Die Aufsätze vereinen interdisziplinäre Überlegungen zum Themenfeld. Beteiligt sind neben Theologen und Theologinnen ein Politikwissenschaftler und ein Staatskirchenrechtler. Außerdem schreibt zum Umgang mit der Erfurter Katastrophe die Direktorin des Gutenberg-Gymnasiums, Christiane Alt, über die bis in die Gegenwart reichende Trauer- und Gedenkarbeit der Schule. Ergänzend tut dies Brigitte Benz. Der Pilot und Theologe Markus Hoffmann gibt ein Interview über die Gedenkfeiern, die auf den vorsätzlich herbeigeführten Absturz der Germanwings-Maschine im Jahr 2015 folgten.
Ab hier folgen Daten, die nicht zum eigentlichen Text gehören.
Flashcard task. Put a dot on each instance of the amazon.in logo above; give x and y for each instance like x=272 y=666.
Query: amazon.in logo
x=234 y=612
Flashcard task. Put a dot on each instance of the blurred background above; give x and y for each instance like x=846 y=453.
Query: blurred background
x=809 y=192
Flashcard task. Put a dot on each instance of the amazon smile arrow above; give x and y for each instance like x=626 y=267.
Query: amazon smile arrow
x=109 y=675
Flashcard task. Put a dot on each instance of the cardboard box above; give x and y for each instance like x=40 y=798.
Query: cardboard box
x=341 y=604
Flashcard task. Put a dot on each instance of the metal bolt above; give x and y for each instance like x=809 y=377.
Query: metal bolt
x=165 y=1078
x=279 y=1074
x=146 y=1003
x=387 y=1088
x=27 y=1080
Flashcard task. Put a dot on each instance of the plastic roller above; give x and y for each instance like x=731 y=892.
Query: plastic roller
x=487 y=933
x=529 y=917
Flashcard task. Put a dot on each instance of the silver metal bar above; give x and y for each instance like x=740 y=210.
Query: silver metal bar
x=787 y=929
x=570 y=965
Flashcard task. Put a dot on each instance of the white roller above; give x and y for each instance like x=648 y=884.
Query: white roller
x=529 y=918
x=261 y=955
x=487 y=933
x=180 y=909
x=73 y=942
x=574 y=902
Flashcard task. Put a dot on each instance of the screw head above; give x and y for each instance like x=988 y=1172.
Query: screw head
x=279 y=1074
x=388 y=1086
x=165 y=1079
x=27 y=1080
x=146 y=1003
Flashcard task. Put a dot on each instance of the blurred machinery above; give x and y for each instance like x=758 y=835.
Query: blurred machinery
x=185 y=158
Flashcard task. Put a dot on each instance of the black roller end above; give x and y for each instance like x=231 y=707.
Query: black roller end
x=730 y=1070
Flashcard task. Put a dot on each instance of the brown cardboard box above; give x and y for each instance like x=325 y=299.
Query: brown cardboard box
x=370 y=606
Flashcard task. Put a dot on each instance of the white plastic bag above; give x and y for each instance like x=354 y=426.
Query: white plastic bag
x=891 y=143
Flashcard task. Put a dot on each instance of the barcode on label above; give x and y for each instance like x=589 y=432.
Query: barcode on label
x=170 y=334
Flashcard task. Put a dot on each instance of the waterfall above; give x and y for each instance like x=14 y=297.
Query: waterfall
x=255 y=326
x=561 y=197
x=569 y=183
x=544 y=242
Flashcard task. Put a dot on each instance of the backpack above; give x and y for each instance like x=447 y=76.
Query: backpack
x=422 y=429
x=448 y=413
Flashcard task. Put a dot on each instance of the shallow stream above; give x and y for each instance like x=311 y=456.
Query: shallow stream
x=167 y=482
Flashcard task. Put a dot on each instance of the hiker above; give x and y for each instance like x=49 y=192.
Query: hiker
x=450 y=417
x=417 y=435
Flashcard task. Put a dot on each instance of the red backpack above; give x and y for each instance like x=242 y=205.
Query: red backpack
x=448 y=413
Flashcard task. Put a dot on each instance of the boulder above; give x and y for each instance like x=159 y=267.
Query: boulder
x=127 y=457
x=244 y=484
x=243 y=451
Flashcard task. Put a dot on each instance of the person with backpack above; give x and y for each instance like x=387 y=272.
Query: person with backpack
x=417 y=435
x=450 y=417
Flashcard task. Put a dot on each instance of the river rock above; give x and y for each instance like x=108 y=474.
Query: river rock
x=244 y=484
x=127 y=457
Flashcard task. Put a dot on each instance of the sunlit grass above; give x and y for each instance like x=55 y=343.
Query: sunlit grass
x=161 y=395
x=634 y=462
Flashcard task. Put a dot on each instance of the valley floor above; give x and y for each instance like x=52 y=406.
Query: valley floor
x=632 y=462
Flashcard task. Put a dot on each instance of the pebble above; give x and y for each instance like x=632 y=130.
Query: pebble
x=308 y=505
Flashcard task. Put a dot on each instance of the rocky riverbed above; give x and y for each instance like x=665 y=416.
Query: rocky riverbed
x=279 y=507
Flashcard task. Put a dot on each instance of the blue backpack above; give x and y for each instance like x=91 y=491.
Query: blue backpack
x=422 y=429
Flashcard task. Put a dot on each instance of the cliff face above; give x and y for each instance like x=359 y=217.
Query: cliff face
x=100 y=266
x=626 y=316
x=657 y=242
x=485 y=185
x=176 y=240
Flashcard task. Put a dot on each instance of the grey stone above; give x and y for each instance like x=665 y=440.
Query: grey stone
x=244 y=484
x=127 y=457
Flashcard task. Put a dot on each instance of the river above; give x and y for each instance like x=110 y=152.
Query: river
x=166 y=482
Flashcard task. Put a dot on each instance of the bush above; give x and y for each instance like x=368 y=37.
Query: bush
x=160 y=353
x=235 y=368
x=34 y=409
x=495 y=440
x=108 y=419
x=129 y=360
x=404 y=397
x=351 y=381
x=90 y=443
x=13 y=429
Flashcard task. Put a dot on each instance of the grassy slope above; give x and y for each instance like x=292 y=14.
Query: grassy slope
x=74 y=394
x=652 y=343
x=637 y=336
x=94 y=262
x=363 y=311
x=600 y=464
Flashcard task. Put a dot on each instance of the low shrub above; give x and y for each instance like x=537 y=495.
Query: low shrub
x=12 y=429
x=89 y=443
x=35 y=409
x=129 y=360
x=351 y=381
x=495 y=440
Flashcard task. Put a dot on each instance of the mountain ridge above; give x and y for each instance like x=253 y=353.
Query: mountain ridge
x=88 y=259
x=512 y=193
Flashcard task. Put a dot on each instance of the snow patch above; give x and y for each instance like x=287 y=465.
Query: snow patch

So mischen sich in dem Band erfahrungsorientierte und wissenschaftlich-reflektierende Perspektiven.
Wiederkehrende Themen sind dabei u. a. die Frage, wie Staat und Kirchen – im Fall der Trauerfeiern verbunden in einer res mixtae, insofern die Interessen beider berührt sind, sie aber dennoch als eigenständige Akteure erkennbar bleiben müssen – miteinander kooperieren: Die rechtlichen Grundlagen dafür entfaltet Ansgar Hense, theologisch wird das Verhältnis reflektiert von Alexander Saberschinsky (katholisch) und Michael Meyer-Blanck (evangelisch). Herausfordernd für das kirchliche Handeln ist besonders der Beitrag von Alexander Thumfarth, der politikwissenschaftlich (und zugleich »grün« identifiziert) auf den Abschlussbericht der Kommission »Weltanschauungen, Religionsgemeinschaften und Staat« von Bündnis 90/Die Grünen rekurriert. Dabei hebt er auf die performative Dimension des Rituals ab. Dieses bringe ein »Wir« zur Darstellung, aber bilde eben darin auch die gesellschaftlichen Differenzen ab. Die »Botschaft der politisch-religiös Gemeinten und politisch-religiös Nicht-Gemeinten, der politisch-religiös Zugehörigen und der politisch-religiös Nicht-Zugehörigen […] wird sicher verstanden.« (86) Im Trauerritual gehe es auch um die Frage, wer in das gesellschaftliche »Wir« inkludiert ist. Religiöse Pluralisierung und Konfessionslosigkeit müsse deshalb auch in die Performanz des Rituals integriert sein.
Die abschließenden Beiträge von Winfried Haunerland, Jochen M. Arnold und Stephan Winter beschäftigen sich aus theologischer Sicht mit der Frage, ob multireligiöse Feiern eine Zukunftsperspektive darstellen – mit unterschiedlichem Ergebnis. Viele der angeschnittenen Probleme und Sichtweisen sind bekannt aus Überlegungen, die z. B. im Zusammenhang mit Gottesdiensten zum Schulanfang angestellt worden sind. Strittig ist insbeson-dere die Frage, welche Gebetspraxis über die Religionsgrenzen hinweg theologisch, aber auch im wechselseitigen Respekt vor dem Glauben der jeweils anderen Religionsgemeinschaften angemessen ist. Letztlich geht es dabei auch um das Verhältnis der gottesdienstlichen Praxis zum theologischen Nachdenken über diese Praxis. Verändern überzeugende Erfahrungen des gemeinsamen Gebetes auch das Nachdenken darüber? Das fragt Stephan Winter am Schluss seines Beitrags. Auf ähnlicher Spur schreibt Alexander Saberschinsky: »Wird Gottesdienst hier nicht zum theologischen Erkenntnisort für die theologische Diskussion?« (110)
Insgesamt liegt ein anregender Band zu einem politisch und theologisch wichtigen umstrittenen Problemfeld vor, das wohl leider auch in Zukunft bedeutungsvoll bleiben wird.